BY Ashwini Sharma / Millennium Post

shimla: Barely three months to go to the polls, Himachal Pradesh’s BJP government has tweaked the 16-year-old law the second time to make religious conversions a deterrent act to be dealt with a higher punishment of up to 10 years jail.

No reservation to converts, concealing religion for marriage punishable and illegally claiming benefits will also be an offence under new law.

The state Assembly, which met in Shimla for its last session, passed the amendment to Himachal Pradesh Freedom of Religion (Amendment) Bill 2022. In 2006, the Himachal Pradesh government led by Virbhadra Singh became the first Congress-ruled state in the country to pass an anti-conversion law following incidence of conversions involving mainly poor and unprivileged Dalits in the interiors of Shimla, Kullu, Mandi and Sirmaur districts.

The law was later challenged in the High Court by a Delhi-based organisation.
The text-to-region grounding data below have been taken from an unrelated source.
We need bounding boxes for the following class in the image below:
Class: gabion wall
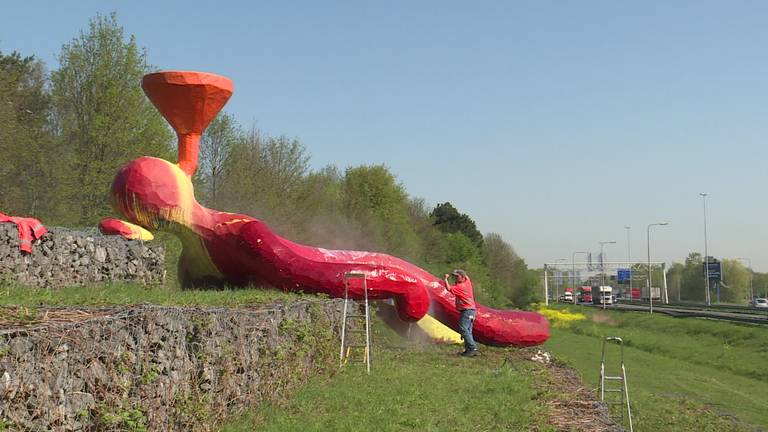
[0,223,165,288]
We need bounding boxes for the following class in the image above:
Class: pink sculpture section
[101,70,550,347]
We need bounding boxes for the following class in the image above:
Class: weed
[96,404,148,432]
[174,391,212,426]
[139,364,160,385]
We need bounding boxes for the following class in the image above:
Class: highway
[578,301,768,325]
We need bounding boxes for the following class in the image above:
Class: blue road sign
[703,261,721,280]
[617,268,631,283]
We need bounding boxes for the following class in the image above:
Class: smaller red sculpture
[99,218,154,241]
[0,212,47,253]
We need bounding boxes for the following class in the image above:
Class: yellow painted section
[176,226,223,281]
[416,314,463,344]
[216,218,251,228]
[128,224,154,241]
[537,307,586,328]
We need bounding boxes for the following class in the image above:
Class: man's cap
[452,269,467,277]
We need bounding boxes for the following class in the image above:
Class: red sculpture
[102,71,550,347]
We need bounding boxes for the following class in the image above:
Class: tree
[50,13,173,225]
[0,50,58,219]
[430,202,483,246]
[289,165,377,251]
[217,128,311,234]
[720,259,750,303]
[198,112,240,206]
[406,197,449,270]
[680,252,706,301]
[341,164,421,259]
[666,262,685,301]
[483,232,535,307]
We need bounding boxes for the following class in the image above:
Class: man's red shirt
[449,277,476,310]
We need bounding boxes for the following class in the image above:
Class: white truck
[560,288,574,303]
[595,286,613,305]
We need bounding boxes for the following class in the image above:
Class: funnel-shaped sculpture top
[142,71,233,134]
[142,71,234,176]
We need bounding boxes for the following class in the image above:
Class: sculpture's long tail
[238,220,550,347]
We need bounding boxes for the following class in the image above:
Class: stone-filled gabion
[0,301,346,431]
[0,223,165,288]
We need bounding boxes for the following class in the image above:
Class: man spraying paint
[443,269,479,357]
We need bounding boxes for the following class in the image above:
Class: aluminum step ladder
[599,336,634,432]
[339,272,371,374]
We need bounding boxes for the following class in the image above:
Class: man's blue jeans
[458,308,477,352]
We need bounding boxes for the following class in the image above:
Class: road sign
[703,261,721,280]
[617,269,631,283]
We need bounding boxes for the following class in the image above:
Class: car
[751,298,768,308]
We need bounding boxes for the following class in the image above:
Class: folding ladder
[599,336,633,432]
[339,272,371,374]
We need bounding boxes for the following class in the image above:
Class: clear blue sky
[3,1,768,270]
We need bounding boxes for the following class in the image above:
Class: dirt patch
[0,306,122,329]
[591,312,619,326]
[507,347,623,432]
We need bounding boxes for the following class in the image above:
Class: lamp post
[625,226,632,300]
[554,258,567,301]
[700,193,711,306]
[647,222,669,314]
[737,257,754,304]
[572,251,588,304]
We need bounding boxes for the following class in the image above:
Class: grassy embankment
[3,272,765,430]
[0,283,555,431]
[0,282,302,308]
[219,320,554,432]
[542,304,767,431]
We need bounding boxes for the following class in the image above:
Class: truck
[578,286,593,303]
[560,287,574,303]
[593,286,613,305]
[642,287,661,301]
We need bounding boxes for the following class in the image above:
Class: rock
[94,247,107,263]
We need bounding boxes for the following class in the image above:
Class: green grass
[219,323,552,432]
[0,282,305,308]
[544,304,767,431]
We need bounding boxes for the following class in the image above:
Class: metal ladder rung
[599,336,633,432]
[340,271,371,374]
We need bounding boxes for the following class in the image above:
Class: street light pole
[572,251,588,305]
[647,222,669,314]
[554,258,567,302]
[700,193,711,306]
[737,257,753,304]
[625,226,631,300]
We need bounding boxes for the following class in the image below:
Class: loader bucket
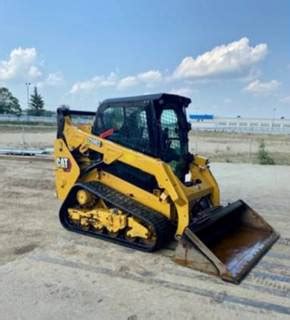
[174,200,279,283]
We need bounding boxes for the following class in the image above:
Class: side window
[123,107,151,153]
[102,106,124,130]
[160,109,181,157]
[139,111,149,140]
[97,105,152,155]
[160,108,187,180]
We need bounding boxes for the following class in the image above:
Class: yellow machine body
[55,118,220,237]
[54,94,279,283]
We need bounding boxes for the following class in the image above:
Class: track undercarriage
[60,182,174,252]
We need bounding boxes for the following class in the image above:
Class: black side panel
[100,161,158,193]
[56,106,69,139]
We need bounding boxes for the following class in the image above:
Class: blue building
[189,114,214,121]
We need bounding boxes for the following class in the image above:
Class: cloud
[117,76,138,89]
[28,65,42,78]
[137,70,162,83]
[244,79,280,94]
[173,37,267,79]
[69,37,269,95]
[70,70,162,93]
[117,70,162,89]
[0,47,42,81]
[70,72,118,94]
[70,78,98,94]
[37,72,64,88]
[98,72,118,87]
[169,87,195,97]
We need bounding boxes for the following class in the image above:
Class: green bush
[257,140,275,165]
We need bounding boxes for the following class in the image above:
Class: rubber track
[59,181,174,252]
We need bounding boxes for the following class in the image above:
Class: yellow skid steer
[54,93,279,283]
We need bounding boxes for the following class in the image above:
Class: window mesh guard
[99,105,152,155]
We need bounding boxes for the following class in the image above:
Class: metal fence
[0,114,56,124]
[191,117,290,135]
[2,113,290,135]
[0,113,95,125]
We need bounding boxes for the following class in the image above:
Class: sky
[0,0,289,118]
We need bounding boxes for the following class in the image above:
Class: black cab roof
[100,93,191,108]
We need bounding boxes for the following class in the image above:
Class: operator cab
[93,93,192,181]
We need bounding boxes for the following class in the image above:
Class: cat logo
[56,157,71,171]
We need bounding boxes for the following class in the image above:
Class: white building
[190,116,290,134]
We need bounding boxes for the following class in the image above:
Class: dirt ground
[189,131,290,165]
[0,158,290,320]
[1,126,289,165]
[0,125,55,149]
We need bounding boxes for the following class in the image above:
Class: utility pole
[25,82,31,109]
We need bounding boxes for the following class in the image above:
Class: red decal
[100,128,114,139]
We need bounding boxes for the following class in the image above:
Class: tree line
[0,86,49,116]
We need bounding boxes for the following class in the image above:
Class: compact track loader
[54,93,279,283]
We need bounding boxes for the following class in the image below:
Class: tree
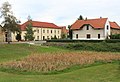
[16,33,21,42]
[0,1,20,43]
[24,22,34,41]
[68,25,72,39]
[78,15,84,20]
[61,33,66,39]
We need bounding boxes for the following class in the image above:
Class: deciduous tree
[0,1,20,43]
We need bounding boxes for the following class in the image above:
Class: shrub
[110,34,120,39]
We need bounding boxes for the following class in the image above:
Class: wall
[111,29,120,34]
[0,27,4,42]
[33,27,61,40]
[19,27,61,41]
[104,19,111,38]
[72,25,105,40]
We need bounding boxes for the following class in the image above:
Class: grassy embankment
[0,43,120,82]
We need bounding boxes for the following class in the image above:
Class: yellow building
[109,22,120,34]
[0,26,5,42]
[12,21,62,41]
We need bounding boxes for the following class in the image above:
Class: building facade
[11,20,62,41]
[109,22,120,34]
[71,18,111,40]
[0,26,5,42]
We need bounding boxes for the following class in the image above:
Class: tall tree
[68,25,72,39]
[0,1,20,43]
[78,15,84,20]
[24,21,34,41]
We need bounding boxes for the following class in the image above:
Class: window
[47,30,49,33]
[76,34,78,39]
[58,30,59,34]
[37,30,39,33]
[34,30,36,32]
[98,34,100,39]
[107,25,109,30]
[51,30,52,33]
[87,34,91,39]
[54,30,56,33]
[47,36,49,39]
[86,25,89,30]
[43,30,45,33]
[43,36,45,40]
[58,36,59,39]
[37,36,39,40]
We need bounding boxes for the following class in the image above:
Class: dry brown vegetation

The Court struck down only few provisions of the Act yet saving the Act from being quashed.

The Christian organisations had also complained against the law to the Congress High Command but Virbhadra Singh stood by the legislation.

In 2019, the BJP government amended the law to raise the quantum of punishment from three years to seven years and also broadened the scope of the law to deal with what Vishva Hindu Parishad (VHP) called “love jihad.” Some of the provisions struck down by the High Court were also replaced.